Jamais gostei de viver só. Desde muito novo, andava
me enrolando com alguma meia de seda. Meu estilo garboso e requintado exigia
que eu não me envolvesse com qualquer uma. Meias grossas não tinham vez comigo.
E, mesmo as finas, quando ficavam velhas e furadas, eram trocadas pelas mais
novas, sem culpa, nem remorso. Achava insuportável o contato com rugas e fios
puxados; nem poderia; minha pelica era da melhor qualidade. Passei quase toda
minha vida em um luxuoso closet. De minha família, eu era o mais elegante, o mais
fino, o mais bem cuidado e, também, o mais festeiro. Não era qualquer lugar que
eu freqüentava; somente reuniões e eventos de grande pompa.
Em meio ao burburinho dos
grandes salões, muito roçar de peles. Ninguém pode sequer imaginar as fantasias
eróticas que realizei nos recônditos do meu ser. Minhas companheiras eram sempre
muito ardentes e gostavam de moldar-se a mim. Foram tantas que nem consigo
lembrar todas. Escuras, claras, com brilho, opacas, de rendas, lisas, que
importa; amei uma por uma como se fosse a última. E, na maior parte das vezes, foi mesmo.
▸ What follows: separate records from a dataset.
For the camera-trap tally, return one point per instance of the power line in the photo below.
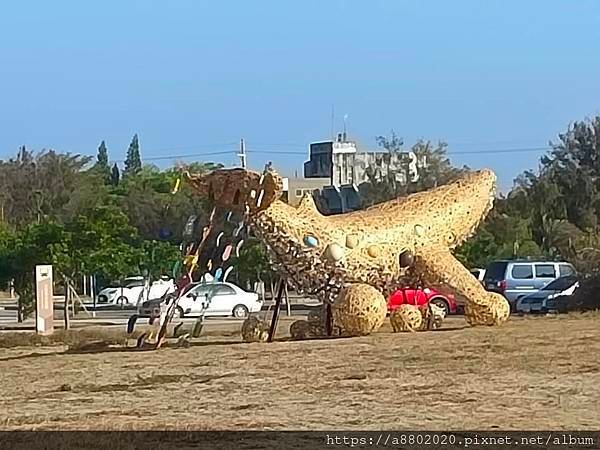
(464, 152)
(194, 155)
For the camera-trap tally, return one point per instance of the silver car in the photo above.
(518, 278)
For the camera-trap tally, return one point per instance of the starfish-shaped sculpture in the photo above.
(403, 242)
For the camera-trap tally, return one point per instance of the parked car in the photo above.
(544, 300)
(223, 299)
(133, 291)
(422, 297)
(517, 278)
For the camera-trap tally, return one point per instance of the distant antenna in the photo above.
(332, 123)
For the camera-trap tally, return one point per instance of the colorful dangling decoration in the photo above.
(227, 272)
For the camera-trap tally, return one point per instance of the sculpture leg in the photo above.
(481, 307)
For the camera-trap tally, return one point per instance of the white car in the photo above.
(134, 291)
(221, 298)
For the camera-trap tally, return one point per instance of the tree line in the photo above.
(86, 217)
(553, 212)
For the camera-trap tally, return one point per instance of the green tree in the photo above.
(115, 175)
(434, 169)
(133, 161)
(20, 252)
(101, 165)
(37, 187)
(253, 263)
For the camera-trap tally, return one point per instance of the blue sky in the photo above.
(192, 77)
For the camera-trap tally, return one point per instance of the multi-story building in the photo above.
(295, 188)
(347, 168)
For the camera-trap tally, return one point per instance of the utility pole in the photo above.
(242, 153)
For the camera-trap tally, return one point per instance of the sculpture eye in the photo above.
(406, 259)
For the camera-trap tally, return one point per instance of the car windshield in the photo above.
(560, 284)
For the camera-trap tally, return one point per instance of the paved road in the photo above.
(118, 316)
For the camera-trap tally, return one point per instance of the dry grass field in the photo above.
(541, 373)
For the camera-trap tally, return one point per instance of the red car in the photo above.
(422, 297)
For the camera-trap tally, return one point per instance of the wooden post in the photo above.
(275, 317)
(71, 289)
(93, 292)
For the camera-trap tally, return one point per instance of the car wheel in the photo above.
(178, 313)
(240, 311)
(440, 302)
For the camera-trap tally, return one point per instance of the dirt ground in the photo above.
(532, 373)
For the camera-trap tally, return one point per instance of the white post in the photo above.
(93, 293)
(44, 304)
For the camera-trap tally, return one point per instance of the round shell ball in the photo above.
(360, 310)
(334, 252)
(300, 329)
(406, 318)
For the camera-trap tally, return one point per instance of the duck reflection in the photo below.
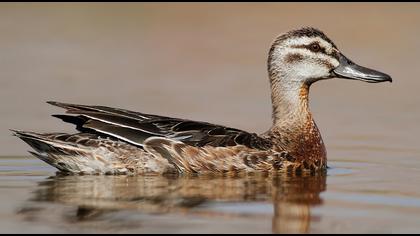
(291, 196)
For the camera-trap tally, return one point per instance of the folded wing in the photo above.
(135, 127)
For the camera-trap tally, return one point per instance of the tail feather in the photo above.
(65, 156)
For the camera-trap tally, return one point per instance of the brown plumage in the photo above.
(118, 141)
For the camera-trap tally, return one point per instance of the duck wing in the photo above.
(135, 127)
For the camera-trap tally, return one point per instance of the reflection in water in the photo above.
(96, 196)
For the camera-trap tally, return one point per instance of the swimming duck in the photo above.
(119, 141)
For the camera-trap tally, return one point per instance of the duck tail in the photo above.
(61, 155)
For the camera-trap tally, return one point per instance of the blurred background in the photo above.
(207, 61)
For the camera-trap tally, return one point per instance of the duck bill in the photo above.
(349, 70)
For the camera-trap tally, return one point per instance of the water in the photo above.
(207, 62)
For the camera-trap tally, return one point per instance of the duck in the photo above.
(119, 141)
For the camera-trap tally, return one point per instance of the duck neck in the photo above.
(293, 126)
(290, 105)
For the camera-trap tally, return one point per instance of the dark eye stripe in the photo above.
(321, 50)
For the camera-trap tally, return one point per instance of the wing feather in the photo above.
(135, 127)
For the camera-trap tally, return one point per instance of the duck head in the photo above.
(307, 55)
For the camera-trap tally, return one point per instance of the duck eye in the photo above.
(315, 47)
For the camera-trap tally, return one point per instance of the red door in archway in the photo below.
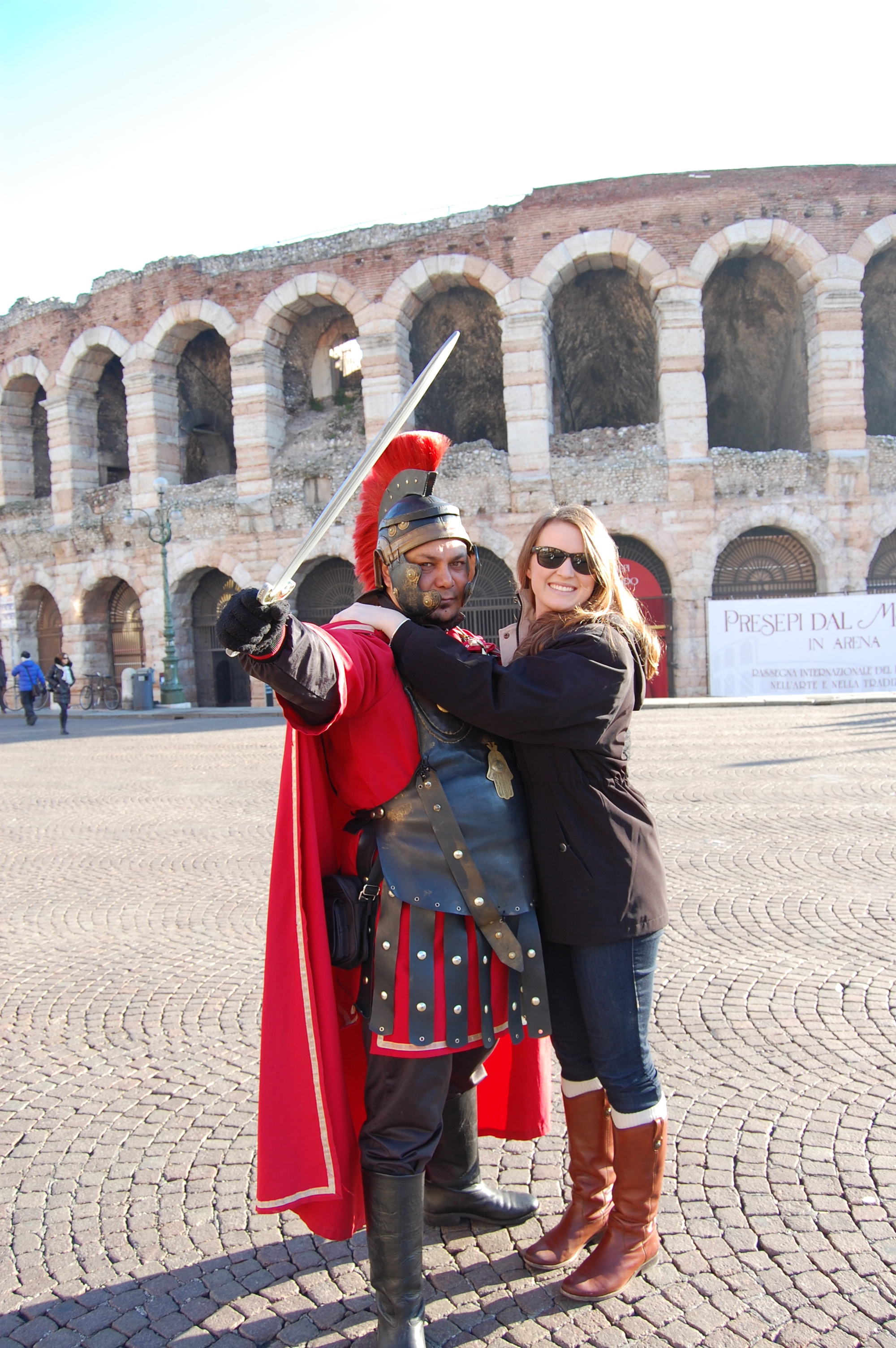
(647, 591)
Poucas resistiram a uma noite comigo. Rasgavam-se de amor. Eu as destruía em
alguns passos de dança. Na manhã do novo dia, enquanto repousava no aconchego do
closet, elas estavam jogadas no piso frio, estraçalhadas, à espera de um
destino cruel – o lixo. Alguns dias de repouso ao guerreiro, e logo aparecia um
novo amor. Um rápido período de adaptação, uma boa música e pronto: lá estava
eu, arrebatador.
Na idade madura comecei
a ter minhas preferências. As completamente transparentes me fascinavam.
Estavam ali, mas pareciam não estar. Eram enigmáticas e muito mais delicadas. O
tipo arrastão me enlouquecia com aqueles fiozinhos sempre tramando alguma
coisa. Mas, foi perto da meia idade que me apaixonei completamente. E foi um
amor impossível. Era o estigma da mais excitante criatura que eu jamais vira.
Repousava erótica sobre o peito do pé esquerdo, provocativa, sem que eu pudesse
tocá-la. Me torturando, se oferecendo. Acabou com a minha paz. Desde então,
nunca mais fui o mesmo. Só queria poder palpar aquela maravilhosa sereia, razão
de todas as minhas inquietações. Mas ela não caiu nos meus encantos. Eu
esperava ansioso o momento em que escorregaria para dentro de mim. O que nunca
aconteceu. Rejeitado, não suportava mais o convívio com meia nenhuma, nem mesmo
as transparentes. Tratava-as com grosseria e, muitas vezes, já ficavam destruídas
no primeiro contato. Nada mais me importava. E, de tanto rasgar as meias, me
dei mal: fui jogado num canto do closet. Tornei-me objeto sem serventia.
Fiquei condenado, por algum
tempo, a ver minha sereia desfilar ao longe, cada vez mais distante no tempo e
no espaço. Até que um dia fui colocado numa caixa escura, certo de que era o
fim. Viajei por lugares que nem sei. Quando tornei a ver a luz, acomodaram-me
numa gaveta malcheirosa, junto com sapatos, tênis e botas de baixa qualidade.
Foi uma grande humilhação. Minha velhice tem sido uma lástima. Primeiro, forçado
a me relacionar com meias ásperas, surradas e cerzidas. E, agora, com um pé
quebrado, abandonado e sujo, uma parte de mim mora embaixo do armário e a outra
se perdeu faz tempo, como os amores do passado.